The Environmental Protection Agency is drafting regulations that may help reduce air pollution from greenhouse-gas emissions, EPA administrator Steven L. Johnson said Thursday.
Johnson made the announcement during the "Water Policies and Planning in the West" meeting at the Sheraton City Centre, sponsored by the Western Governors' Association and the Western States Water Council.
Greenhouse gases, mostly carbon dioxide released by burning fossil fuels, are blamed for causing or at least contributing to global warming. The EPA has been under fire recently for refusing to regulate carbon-dioxide emissions from power plants, although the agency acknowledges it has authority to regulate them from mobile sources such as cars and trucks.
But Johnson told hundreds of people attending the conference Thursday that the EPA "is taking another new, important step" to address greenhouse-gas emissions.
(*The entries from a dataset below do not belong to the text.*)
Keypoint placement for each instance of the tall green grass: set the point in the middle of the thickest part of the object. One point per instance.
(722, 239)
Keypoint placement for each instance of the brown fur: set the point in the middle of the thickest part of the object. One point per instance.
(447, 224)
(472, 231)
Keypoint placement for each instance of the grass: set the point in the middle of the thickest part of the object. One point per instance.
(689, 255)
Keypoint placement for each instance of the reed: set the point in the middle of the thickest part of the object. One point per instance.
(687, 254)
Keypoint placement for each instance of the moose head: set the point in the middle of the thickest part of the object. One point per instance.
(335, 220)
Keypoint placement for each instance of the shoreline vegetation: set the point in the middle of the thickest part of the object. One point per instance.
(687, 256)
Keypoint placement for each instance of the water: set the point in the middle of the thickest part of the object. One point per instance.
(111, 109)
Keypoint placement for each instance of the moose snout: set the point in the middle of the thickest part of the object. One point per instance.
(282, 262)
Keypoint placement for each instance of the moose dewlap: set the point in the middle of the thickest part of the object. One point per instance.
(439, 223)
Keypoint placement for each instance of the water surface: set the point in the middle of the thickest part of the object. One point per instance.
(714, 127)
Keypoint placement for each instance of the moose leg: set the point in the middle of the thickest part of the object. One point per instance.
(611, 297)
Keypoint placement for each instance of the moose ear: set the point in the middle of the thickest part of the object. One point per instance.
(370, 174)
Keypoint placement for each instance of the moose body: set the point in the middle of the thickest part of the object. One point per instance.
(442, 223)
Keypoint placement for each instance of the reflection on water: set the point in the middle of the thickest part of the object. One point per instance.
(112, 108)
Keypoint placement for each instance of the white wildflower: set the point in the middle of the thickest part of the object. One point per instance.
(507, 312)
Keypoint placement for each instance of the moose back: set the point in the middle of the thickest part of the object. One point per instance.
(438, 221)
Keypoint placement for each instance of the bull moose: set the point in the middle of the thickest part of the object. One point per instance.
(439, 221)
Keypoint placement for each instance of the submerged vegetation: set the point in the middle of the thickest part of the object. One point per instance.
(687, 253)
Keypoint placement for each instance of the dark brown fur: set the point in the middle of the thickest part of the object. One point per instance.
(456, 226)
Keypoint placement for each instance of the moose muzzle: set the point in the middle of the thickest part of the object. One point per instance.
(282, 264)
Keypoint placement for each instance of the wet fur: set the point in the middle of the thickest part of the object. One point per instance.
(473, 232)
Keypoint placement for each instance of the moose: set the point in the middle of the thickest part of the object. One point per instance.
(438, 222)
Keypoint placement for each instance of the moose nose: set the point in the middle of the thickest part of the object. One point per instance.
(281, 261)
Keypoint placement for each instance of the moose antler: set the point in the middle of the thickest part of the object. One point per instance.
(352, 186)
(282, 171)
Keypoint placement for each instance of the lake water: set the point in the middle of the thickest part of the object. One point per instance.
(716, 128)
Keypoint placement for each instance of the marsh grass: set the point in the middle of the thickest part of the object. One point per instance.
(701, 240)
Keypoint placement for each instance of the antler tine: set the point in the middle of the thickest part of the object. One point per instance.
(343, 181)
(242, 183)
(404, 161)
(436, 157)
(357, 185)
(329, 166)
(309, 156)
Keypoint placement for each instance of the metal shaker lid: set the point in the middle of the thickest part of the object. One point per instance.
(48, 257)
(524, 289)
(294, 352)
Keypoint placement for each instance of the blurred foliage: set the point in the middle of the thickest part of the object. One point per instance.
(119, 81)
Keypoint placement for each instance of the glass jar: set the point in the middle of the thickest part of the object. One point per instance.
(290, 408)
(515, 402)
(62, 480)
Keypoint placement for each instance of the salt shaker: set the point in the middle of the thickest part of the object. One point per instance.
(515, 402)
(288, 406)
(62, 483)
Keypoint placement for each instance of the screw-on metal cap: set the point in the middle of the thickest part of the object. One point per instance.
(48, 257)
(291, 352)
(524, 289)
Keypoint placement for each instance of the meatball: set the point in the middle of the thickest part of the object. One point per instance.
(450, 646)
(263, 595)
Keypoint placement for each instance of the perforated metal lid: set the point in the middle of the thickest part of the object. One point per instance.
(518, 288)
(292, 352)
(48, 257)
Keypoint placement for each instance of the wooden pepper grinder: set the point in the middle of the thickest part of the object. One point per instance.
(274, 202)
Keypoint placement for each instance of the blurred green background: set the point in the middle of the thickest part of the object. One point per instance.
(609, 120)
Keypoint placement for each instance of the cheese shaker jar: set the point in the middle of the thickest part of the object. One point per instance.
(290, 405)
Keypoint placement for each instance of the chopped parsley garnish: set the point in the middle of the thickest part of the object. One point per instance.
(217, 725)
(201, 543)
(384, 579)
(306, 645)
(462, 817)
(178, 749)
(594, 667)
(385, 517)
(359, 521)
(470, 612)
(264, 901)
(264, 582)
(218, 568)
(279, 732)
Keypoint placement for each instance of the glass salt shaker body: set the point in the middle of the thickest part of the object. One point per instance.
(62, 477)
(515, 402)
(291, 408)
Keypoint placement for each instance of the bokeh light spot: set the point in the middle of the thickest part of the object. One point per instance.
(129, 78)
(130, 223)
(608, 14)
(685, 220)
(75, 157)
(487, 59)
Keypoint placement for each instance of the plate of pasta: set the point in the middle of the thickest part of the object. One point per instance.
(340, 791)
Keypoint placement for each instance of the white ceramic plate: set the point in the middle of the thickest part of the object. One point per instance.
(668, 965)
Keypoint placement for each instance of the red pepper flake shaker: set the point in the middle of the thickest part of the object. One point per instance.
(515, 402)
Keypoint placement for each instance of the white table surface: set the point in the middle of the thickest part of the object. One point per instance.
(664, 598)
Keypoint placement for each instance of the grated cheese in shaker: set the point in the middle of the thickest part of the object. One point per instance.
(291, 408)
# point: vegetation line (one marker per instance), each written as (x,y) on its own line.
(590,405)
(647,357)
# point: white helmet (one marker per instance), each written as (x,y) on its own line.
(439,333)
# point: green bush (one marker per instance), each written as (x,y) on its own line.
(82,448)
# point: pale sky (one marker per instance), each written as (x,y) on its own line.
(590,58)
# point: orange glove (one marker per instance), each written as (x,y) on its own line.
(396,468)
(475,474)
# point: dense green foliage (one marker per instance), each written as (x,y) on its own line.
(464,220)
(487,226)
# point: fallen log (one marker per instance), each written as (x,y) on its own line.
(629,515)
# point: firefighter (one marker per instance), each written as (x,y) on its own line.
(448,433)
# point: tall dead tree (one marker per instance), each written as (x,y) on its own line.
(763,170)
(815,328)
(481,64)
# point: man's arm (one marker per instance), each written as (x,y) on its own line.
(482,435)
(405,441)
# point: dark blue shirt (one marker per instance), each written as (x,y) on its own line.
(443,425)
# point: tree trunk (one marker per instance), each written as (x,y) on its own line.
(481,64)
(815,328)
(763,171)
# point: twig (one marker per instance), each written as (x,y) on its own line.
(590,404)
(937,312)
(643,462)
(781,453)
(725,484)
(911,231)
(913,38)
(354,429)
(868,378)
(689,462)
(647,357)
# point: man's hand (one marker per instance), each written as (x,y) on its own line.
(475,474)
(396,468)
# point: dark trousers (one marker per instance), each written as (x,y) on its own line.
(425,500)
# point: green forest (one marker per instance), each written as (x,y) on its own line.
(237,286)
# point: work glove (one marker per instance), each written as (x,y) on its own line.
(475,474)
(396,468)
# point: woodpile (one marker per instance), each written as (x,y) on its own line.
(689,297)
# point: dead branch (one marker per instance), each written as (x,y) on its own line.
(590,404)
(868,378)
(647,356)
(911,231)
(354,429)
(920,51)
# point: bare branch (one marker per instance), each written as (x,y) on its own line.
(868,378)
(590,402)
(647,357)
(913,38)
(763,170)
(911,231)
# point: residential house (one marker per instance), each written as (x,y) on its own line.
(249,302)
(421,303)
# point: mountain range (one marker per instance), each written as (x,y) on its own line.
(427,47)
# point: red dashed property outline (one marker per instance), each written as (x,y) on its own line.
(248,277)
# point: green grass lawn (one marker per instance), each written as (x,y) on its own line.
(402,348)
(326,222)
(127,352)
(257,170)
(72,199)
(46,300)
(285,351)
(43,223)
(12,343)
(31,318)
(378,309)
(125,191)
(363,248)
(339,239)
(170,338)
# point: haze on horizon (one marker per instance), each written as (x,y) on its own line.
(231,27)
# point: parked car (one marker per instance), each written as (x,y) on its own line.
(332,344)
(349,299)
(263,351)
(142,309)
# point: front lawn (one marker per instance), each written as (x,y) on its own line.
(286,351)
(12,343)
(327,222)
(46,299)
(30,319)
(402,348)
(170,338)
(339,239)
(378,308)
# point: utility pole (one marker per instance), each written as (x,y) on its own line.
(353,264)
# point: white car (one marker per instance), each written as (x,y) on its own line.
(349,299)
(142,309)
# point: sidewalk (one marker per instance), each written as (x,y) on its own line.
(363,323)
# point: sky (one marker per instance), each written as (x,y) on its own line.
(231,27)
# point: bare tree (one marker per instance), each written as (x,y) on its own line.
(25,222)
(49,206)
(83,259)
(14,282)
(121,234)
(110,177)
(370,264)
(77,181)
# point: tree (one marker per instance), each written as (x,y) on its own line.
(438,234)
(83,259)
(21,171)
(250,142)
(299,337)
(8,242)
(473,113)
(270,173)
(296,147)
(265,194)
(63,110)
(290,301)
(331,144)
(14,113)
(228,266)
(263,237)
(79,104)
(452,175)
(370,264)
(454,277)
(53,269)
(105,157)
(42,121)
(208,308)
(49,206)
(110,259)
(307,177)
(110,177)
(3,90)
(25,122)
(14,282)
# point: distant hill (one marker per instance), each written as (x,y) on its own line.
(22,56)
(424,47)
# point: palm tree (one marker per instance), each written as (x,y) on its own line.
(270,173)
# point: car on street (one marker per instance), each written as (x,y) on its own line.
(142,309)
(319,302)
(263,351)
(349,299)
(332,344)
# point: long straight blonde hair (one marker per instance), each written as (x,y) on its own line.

He said he has asked EPA staff members to develop draft regulations to control the injection of greenhouse gases such as carbon dioxide from power plants into underground geologic formations.
The regulations are supposed to ensure consistency in developing commercial-scale sites for the geological injection, Johnson said. Gases would be pumped "into deep subsurface rock formations for proper storage."
This technology, Johnson added, "could play a major role" in reducing greenhouse gases.
Following his talk, Johnson told the Deseret Morning News that the EPA is starting the rule-making process that would lead to the regulation. The strategy is "a vital component for addressing global climate change and addressing greenhouse gas emissions," he said.
EPA several months ago began putting together a guidance document on the issue and discovered a need to create regulations to protect the environment and ensure regulatory consistency.
The Bush administration wants rapid technological development in the sequestration and injection program, Johnson said, and one of the questions that needs answering is how to regulate such projects.
Proposed regulations should be available for public comment next year, Johnson said.
During his speech, he also said that in order to meet the demands of a growing population, the United States needs to invest in building the infrastructure of wastewater treatment plants and water systems. The latest Census Bureau estimates place the United States' population at 420 million by the year 2050. That's nearly 40 percent higher than the present population, estimated as 303 million.
"Clearly, we need smart strategies for meeting this growth," he said.